Una llamada a cuidar de la casa común

 

+ Encíclica Laudato si´en castellano

Vicente Altaba
Delegado episcopal de Cáritas Española
Publicado en Diario de Teruel el 20/06/2015

Haciendo honor a su nombre, el papa Francisco acaba de darnos una nueva encíclica dedicada a la ecología o al cuidado de la creación. Lo hace con un título, “Laudato si”, tomado del “Cántico de las criaturas” de Francisco de Asís, al que añade otro subtítulo con referencia a su contenido “sobre el cuidado de la casa común”.

La encíclica es un canto a “nuestra hermana tierra”, entendida no solo como naturaleza, sino como el conjunto de la creación de la que formamos parte todos los seres, incluidos los humanos. Se trata de una comprensión de la ecología en un sentido integral en el que resultan inseparables la preocupación por la naturaleza, la justicia con los pobres, el compromiso con la sociedad, la defensa de la vida, el desarrollo integral, y la paz y el equilibrio interior del ser humano.

Ya en el comienzo, nos dice que uno de sus objetivos es hacer frente al  daño que provocamos a la madre tierra por el uso irresponsable y el abuso de los bienes, cosa que sucede cuando nos sentimos “propietarios y dominadores, autorizados a expoliarla”, lo cual  lleva a la explotación irresponsable de materias primas, a la cultura del descarte que nos hace amontonar basura y generar residuos contaminantes, con graves consecuencias en el clima, en la contaminación del agua, en la pérdida de la biodiversidad, en las relaciones políticas e internacionales y, de manera especial, en la vida de los más pobres.

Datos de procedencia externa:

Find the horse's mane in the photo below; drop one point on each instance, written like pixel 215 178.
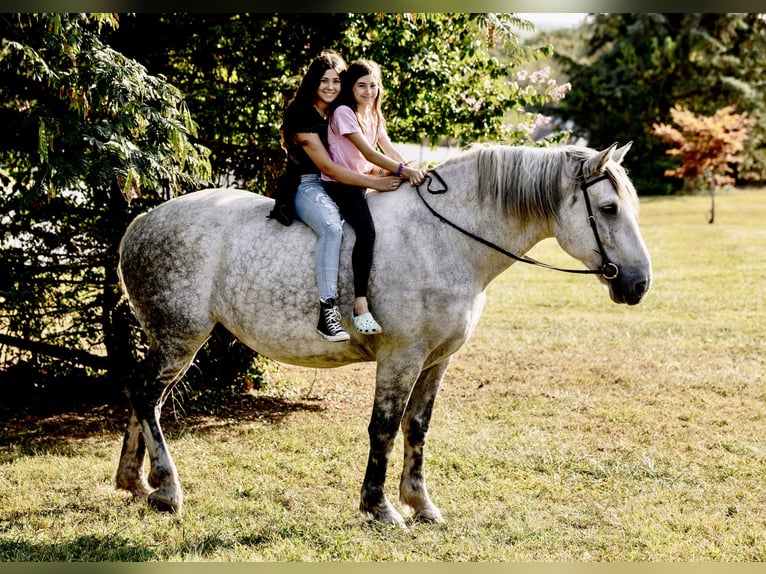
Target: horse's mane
pixel 525 181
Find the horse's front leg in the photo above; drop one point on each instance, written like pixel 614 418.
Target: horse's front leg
pixel 413 493
pixel 394 380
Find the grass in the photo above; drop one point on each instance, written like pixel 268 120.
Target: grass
pixel 567 429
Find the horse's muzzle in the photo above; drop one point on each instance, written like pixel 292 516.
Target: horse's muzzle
pixel 629 287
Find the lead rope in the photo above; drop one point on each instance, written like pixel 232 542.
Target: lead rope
pixel 523 259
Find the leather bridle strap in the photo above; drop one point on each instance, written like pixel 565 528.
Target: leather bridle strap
pixel 608 269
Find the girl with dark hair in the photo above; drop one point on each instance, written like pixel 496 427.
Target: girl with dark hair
pixel 304 137
pixel 357 128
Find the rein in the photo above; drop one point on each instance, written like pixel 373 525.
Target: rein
pixel 608 269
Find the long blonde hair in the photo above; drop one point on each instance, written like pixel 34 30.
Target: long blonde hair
pixel 348 78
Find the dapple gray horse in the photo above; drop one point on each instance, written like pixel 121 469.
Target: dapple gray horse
pixel 213 257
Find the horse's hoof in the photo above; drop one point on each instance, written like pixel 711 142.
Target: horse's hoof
pixel 384 514
pixel 431 515
pixel 163 504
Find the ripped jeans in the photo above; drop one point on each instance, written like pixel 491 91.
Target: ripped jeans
pixel 317 210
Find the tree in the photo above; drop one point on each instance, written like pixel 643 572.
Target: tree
pixel 445 76
pixel 707 146
pixel 107 120
pixel 637 66
pixel 90 140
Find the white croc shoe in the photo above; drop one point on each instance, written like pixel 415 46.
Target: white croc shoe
pixel 366 324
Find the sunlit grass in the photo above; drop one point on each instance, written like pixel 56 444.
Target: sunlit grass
pixel 568 429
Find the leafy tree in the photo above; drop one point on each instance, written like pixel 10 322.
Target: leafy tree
pixel 86 130
pixel 445 75
pixel 99 128
pixel 707 146
pixel 637 66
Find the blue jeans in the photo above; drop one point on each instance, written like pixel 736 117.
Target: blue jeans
pixel 315 208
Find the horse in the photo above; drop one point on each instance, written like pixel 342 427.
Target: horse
pixel 213 257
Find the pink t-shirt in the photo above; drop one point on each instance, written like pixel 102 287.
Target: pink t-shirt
pixel 342 149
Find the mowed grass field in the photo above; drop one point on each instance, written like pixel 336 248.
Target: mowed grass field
pixel 567 429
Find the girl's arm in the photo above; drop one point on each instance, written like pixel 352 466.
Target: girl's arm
pixel 415 176
pixel 318 153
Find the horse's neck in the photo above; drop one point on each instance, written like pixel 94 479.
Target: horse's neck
pixel 461 205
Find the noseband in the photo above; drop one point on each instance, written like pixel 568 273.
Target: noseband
pixel 608 269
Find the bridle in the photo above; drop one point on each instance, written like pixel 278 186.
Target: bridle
pixel 607 269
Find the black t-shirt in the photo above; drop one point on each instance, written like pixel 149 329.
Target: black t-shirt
pixel 304 121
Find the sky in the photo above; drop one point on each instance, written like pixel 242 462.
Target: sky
pixel 545 21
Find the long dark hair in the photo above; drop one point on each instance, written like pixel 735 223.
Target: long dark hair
pixel 348 78
pixel 306 93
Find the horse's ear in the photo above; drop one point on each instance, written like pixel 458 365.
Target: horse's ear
pixel 619 153
pixel 597 163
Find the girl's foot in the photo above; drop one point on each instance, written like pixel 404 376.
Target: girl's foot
pixel 366 324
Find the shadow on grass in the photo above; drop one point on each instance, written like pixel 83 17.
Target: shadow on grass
pixel 80 549
pixel 39 420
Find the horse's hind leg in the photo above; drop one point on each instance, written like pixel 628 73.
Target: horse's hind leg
pixel 147 393
pixel 413 493
pixel 130 470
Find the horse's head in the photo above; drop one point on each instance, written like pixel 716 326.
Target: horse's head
pixel 611 239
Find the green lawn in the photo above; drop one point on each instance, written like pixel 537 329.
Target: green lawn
pixel 567 429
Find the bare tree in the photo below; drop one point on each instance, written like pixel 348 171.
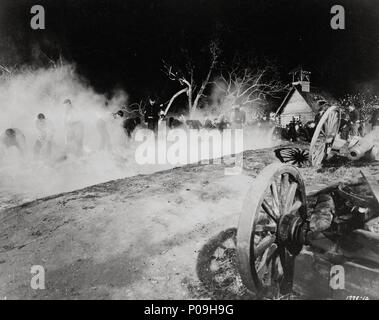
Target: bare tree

La encíclica no se dirige sólo a los creyentes. Está dirigida “a cada persona que habita este planeta” e intenta entrar en diálogo con todos, puesto que se trata de un asunto que nos afecta a todos y que no se puede afrontar con respuestas parciales, sino que necesita respuestas globales que requieren el concurso de todas las dimensiones del saber humano: científico, técnico, filosófico, religioso y espiritual. El objetivo, unir a toda la familia humana en la búsqueda de un desarrollo sostenible e integral y en un diálogo sobre el modo como estamos construyendo el futuro del planeta.

Sus contenidos son muchos y se pueden hacer de ellos lecturas muy diversas. Habrá quien destacará más las cuestiones científicas y quien se fijará en las éticas, a quien le interese la dimensión antropológica y quien se fije en la social, quien pondrá el acento en las cuestiones técnicas y quien verá necesaria una renovación desde la mente y el corazón…

Pero si queremos ser objetivos al analizar sus contenidos, haciendo una lectura diacrónica de su desarrollo por capítulos, son estos: 1º,  Lo que está pasando a nuestra casa. 2º, El evangelio de la creación. 3º, Raíz humana de la crisis ecológica. 4º, Una ecología integral. 5º,  Algunas líneas de orientación y acción. 6º, Educación y espiritualidad ecológica.

Por otra parte, el mismo Francisco hace una síntesis de sus contenidos diciéndonos en el nº 16, que hay algunos ejes que atraviesan toda la encíclica y que aparecen analizados desde diferentes ópticas en todos los capítulos. “Por ejemplo: la íntima relación entre los pobres y la fragilidad del planeta,  la con­vicción de que en el mundo todo está conectado, la crítica al nuevo paradigma y a las formas de poder que derivan de la tecnología, la invitación a buscar otros modos de entender la economía y el progreso, el valor propio de cada criatura, el sentido humano de la ecología, la necesidad de debates sinceros y honestos, la grave responsabi­lidad de la política internacional y local, la cultura del descarte y la propuesta de un nuevo estilo de vida”.

Entre sus muchas aportaciones, me parece muy sugerente lo que nos dice en el nº 93: “Todo planteo ecológico debe incorporar una perspectiva social que tenga en cuenta los derechos fundamentales de los más postergados. El principio de la subordinación de la propiedad privada al destino universal de los bienes y, por tanto, el derecho universal a su uso es una  regla de oro del comportamiento social y el primer principio de todo el ordenamiento ético-social”. También ecológico.

La tierra es una herencia común y salvaguardarla y cuidarla es tarea de todos. La encíclica nos ofrece muchas motivaciones y sugerencias para conseguirlo.